Dans le monde des affaires, les produits GravityZone de Bitdefender offrent des solutions évolutives aux entreprises de toutes tailles. Ces solutions intègrent des mécanismes de prévention avancés, tels que l'EDR (détection et réponse au niveau des endpoints), des technologies de protection multicouche contre les tentatives de phishing, les ransomwares et les attaques sans fichier, ainsi qu'une capacité de prévention avancée fournissant des renseignements contextuels et des rapports sur les menaces.

 

En intégrant les solutions de sécurité de Bitdefender à votre réseau, vous renforcez l'efficacité des mesures de protection existantes telles que les pare-feu et les systèmes de prévention des intrusions. Vous bénéficiez ainsi une protection holistique et résiliente contre la menace des malwares, qui rend plus difficile pour les attaquants de s'introduire dans vos systèmes.

Les ransomwares volent-ils des données ?

Les ransomwares se concentrent principalement sur le chiffrement des données afin de les rendre inaccessibles plutôt que sur leur vol.

Toutefois, les nouvelles variantes de ransomwares ont évolué et peuvent intégrer des tactiques telles que l'exfiltration de données, assortie de la menace de les rendre publiques si une rançon n'est pas versée. Cette approche est parfois appelée « double extorsion ».

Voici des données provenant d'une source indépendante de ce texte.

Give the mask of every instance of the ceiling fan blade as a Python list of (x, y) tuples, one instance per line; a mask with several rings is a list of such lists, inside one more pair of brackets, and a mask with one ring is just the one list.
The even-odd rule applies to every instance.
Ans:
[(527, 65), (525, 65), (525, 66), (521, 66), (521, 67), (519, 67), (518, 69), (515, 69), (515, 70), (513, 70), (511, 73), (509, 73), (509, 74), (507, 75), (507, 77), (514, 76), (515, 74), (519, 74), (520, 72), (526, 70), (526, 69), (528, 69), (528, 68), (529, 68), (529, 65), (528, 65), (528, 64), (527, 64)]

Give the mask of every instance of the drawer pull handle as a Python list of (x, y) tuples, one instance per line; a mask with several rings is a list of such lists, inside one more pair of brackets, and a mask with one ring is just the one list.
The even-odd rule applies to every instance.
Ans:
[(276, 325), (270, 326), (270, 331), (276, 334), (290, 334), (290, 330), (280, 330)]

Ainsi, même si la fonction principale des ransomwares consiste à chiffrer des données, certaines variantes recourent au vol de données comme levier supplémentaire.

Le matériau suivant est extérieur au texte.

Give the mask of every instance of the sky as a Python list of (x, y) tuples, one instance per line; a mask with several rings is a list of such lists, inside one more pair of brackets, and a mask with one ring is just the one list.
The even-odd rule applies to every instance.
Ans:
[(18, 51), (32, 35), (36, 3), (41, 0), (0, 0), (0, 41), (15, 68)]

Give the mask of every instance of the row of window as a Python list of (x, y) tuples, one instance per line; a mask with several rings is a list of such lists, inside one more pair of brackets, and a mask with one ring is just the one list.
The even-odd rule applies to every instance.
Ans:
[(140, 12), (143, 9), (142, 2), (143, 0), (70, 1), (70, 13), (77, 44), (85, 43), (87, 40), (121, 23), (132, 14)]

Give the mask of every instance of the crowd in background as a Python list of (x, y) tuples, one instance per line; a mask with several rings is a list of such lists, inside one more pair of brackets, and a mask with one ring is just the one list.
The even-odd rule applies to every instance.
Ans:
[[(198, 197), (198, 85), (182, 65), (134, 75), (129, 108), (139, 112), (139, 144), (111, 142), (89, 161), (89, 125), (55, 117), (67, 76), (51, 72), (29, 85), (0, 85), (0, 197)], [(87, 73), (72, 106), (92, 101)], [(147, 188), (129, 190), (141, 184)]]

Les ransomwares peuvent-ils être déchiffrés ?

Le déchiffrement de fichiers compromis par un ransomware dépend de plusieurs facteurs et, en particulier, de la variante spécifique du ransomware impliqué et de la disponibilité des outils de déchiffrement.

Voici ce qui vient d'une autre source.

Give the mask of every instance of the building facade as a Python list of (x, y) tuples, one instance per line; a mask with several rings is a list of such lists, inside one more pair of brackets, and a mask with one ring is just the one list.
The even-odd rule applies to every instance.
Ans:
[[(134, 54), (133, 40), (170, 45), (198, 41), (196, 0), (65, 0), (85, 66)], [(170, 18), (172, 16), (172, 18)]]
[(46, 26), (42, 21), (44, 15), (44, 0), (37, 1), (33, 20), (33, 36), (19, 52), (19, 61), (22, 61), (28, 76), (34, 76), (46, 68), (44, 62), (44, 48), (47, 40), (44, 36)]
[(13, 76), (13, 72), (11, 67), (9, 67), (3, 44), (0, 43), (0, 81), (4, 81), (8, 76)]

Pour certaines souches de ransomwares plus anciennes ou moins sophistiquées, des sociétés de cybersécurité et des chercheurs ont développé des outils de déchiffrement gratuits qui peuvent faciliter la récupération des données. Toutefois, pour les variantes les plus récentes ou les plus avancées, procéder au déchiffrement sans la clé unique, détenue par l'attaquant, peut être excessivement difficile, voire quasiment impossible.

Vous pouvez accéder ici aux outils gratuits de Bitdefender actuellement disponibles.

Les ransomwares peuvent-ils cibler le stockage cloud ?

Oui, les ransomwares peuvent cibler le stockage cloud. Même si les fournisseurs de stockage cloud mettent en œuvre de robustes mesures de sécurité pour protéger les données, ils ne sont pas complètement à l'abri des attaques de ransomwares. Si l'endpoint d'un utilisateur, disposant des privilèges de synchronisation avec le stockage cloud, est compromis, les fichiers chiffrés ou compromis peuvent écraser les fichiers sains stockés dans le cloud.

De plus, certaines variantes de ransomwares avancées sont conçues pour rechercher et chiffrer les lecteurs réseau et les ressources de stockage cloud auxquels le système infecté peut accéder. Par conséquent, se fier uniquement au stockage cloud pour se protéger des attaques de ransomwares ne constitue pas une stratégie infaillible ; des mesures de protection supplémentaires sont indispensables.